Ce devait être le quartier général de la riposte iranienne, en cas d’attaque d’Israël et des Etats-Unis. Un bunker au cœur de Téhéran, enterré plusieurs dizaines de mètres sous terre. Il a été bombardé en ouverture de la guerre, le matin du samedi 28 février, dans des frappes tuant Ali Khamenei, le Guide suprême, et de nombreux hauts responsables. Le renseignement israélien a ensuite appris que le centre de commandement continuait de fonctionner. Les avions de chasse de l’Etat hébreu sont revenus le bombarder à trois reprises. Dans la nuit de jeudi 5 mars au vendredi 6 mars, 50 appareils ont tiré une centaine de bombes.

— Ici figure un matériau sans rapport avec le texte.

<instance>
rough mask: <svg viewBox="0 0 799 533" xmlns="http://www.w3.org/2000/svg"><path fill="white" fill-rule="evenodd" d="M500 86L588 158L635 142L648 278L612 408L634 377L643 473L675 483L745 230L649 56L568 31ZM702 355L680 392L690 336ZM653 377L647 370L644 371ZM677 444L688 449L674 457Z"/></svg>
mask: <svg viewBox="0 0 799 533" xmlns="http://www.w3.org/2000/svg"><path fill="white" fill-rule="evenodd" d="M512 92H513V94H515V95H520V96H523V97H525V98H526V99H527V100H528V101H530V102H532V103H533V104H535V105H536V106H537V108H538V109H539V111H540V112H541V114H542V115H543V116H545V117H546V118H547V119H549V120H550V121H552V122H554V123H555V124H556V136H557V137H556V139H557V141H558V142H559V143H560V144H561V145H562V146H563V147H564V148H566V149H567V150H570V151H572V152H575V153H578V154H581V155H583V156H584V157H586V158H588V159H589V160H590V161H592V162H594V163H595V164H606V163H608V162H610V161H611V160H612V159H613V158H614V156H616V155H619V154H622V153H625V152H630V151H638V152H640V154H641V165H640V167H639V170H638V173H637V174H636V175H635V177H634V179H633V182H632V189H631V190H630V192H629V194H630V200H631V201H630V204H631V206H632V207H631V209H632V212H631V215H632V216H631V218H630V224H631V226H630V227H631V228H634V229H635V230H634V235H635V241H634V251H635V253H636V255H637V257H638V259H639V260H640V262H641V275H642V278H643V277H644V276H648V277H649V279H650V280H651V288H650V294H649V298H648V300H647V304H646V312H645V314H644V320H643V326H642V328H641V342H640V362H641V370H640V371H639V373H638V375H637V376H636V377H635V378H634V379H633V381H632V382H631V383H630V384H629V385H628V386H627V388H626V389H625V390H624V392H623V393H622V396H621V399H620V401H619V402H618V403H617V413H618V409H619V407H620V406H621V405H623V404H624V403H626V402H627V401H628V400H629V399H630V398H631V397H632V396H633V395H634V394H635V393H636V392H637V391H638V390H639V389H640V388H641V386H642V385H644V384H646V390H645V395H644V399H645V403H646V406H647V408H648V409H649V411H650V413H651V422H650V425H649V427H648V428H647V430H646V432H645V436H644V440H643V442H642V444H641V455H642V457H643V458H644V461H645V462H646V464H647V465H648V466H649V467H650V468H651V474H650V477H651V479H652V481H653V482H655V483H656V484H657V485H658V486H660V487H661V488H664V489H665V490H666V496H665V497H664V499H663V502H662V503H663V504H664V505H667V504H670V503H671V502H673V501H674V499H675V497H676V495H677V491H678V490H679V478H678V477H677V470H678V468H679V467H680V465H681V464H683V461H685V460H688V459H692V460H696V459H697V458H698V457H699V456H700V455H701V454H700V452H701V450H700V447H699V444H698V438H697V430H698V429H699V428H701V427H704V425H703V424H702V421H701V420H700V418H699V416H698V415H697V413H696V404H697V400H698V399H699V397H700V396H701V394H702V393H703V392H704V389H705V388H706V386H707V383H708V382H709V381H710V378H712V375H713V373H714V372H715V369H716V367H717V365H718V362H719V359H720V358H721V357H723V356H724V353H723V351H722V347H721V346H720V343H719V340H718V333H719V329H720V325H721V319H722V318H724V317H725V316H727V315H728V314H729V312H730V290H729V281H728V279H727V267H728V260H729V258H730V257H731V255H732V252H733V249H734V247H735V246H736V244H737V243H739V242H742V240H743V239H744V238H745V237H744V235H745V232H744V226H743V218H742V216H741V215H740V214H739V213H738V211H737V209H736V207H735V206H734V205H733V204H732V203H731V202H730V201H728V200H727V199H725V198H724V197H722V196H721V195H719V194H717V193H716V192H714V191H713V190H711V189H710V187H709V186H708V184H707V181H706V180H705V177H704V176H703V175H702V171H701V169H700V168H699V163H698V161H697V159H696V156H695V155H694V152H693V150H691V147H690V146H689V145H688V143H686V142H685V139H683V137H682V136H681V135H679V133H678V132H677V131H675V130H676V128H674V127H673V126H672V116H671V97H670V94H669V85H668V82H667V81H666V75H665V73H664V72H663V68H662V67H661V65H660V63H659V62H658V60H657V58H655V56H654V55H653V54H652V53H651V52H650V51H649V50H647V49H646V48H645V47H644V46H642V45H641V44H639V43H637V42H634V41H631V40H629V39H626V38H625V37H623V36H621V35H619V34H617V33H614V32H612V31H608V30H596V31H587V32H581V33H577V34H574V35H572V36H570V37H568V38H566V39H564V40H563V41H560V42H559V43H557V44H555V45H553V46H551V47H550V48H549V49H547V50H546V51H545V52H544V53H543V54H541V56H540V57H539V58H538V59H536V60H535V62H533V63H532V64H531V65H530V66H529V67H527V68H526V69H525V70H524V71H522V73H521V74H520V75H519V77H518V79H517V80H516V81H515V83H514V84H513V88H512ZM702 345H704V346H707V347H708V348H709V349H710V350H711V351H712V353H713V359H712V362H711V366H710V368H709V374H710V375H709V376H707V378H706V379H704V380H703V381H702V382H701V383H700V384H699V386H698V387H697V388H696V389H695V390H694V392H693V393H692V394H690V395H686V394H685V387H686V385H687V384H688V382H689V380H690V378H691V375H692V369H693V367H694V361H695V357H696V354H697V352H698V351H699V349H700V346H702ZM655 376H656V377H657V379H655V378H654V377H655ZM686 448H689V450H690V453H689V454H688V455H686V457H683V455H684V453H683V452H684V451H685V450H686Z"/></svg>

L’exemple témoigne de la méthode suivie pour désarmer le régime iranien et cibler ses dirigeants. Depuis sept jours, Israël et les Etats-Unis, en toute coordination, pilonnent sans relâche les centres militaires, les casernes, les ports, les navires. « L’objectif est de briser l’échine de l’ennemi et de briser séparément chacune des vertèbres de cette colonne vertébrale », selon l’image utilisée, vendredi, par un analyste israélien au cours d’un séminaire du cercle de réflexion Jerusalem Institute for Strategy and Security (JISS).

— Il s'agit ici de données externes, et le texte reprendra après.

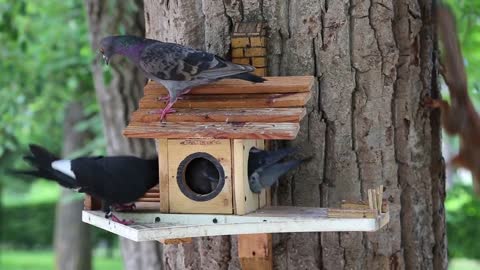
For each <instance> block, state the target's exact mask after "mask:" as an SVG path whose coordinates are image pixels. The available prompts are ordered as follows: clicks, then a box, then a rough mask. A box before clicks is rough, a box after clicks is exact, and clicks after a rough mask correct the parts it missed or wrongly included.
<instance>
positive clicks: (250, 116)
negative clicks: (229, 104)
mask: <svg viewBox="0 0 480 270" xmlns="http://www.w3.org/2000/svg"><path fill="white" fill-rule="evenodd" d="M305 114H306V109H305V108H301V107H299V108H258V109H257V108H253V109H245V108H239V109H185V108H181V109H180V108H179V109H176V112H175V113H170V114H167V116H166V122H225V123H238V122H240V123H242V122H243V123H262V122H263V123H265V122H268V123H276V122H290V123H298V122H300V120H301V119H302V118H303V117H304V116H305ZM130 121H131V122H137V123H149V122H160V113H158V112H157V111H156V110H155V109H139V110H137V111H135V112H134V113H133V114H132V116H131V119H130Z"/></svg>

Une semaine seulement après le début de la guerre contre l’Iran, le Moyen-Orient est bouleversé, à tous les sens du terme. Israël et les Etats-Unis peuvent se prévaloir de plusieurs succès spectaculaires : la maîtrise presque totale du ciel iranien, la destruction de 60 % des lanceurs de missiles, l’élimination de nombreux chefs politiques et militaires, la disparition de trente navires iraniens ou la destruction (non vérifiable) de centres nucléaires secrets près de Téhéran. Tout cela sans pertes majeures pour les deux armées, à l’exception de six soldats américains tués au Koweït.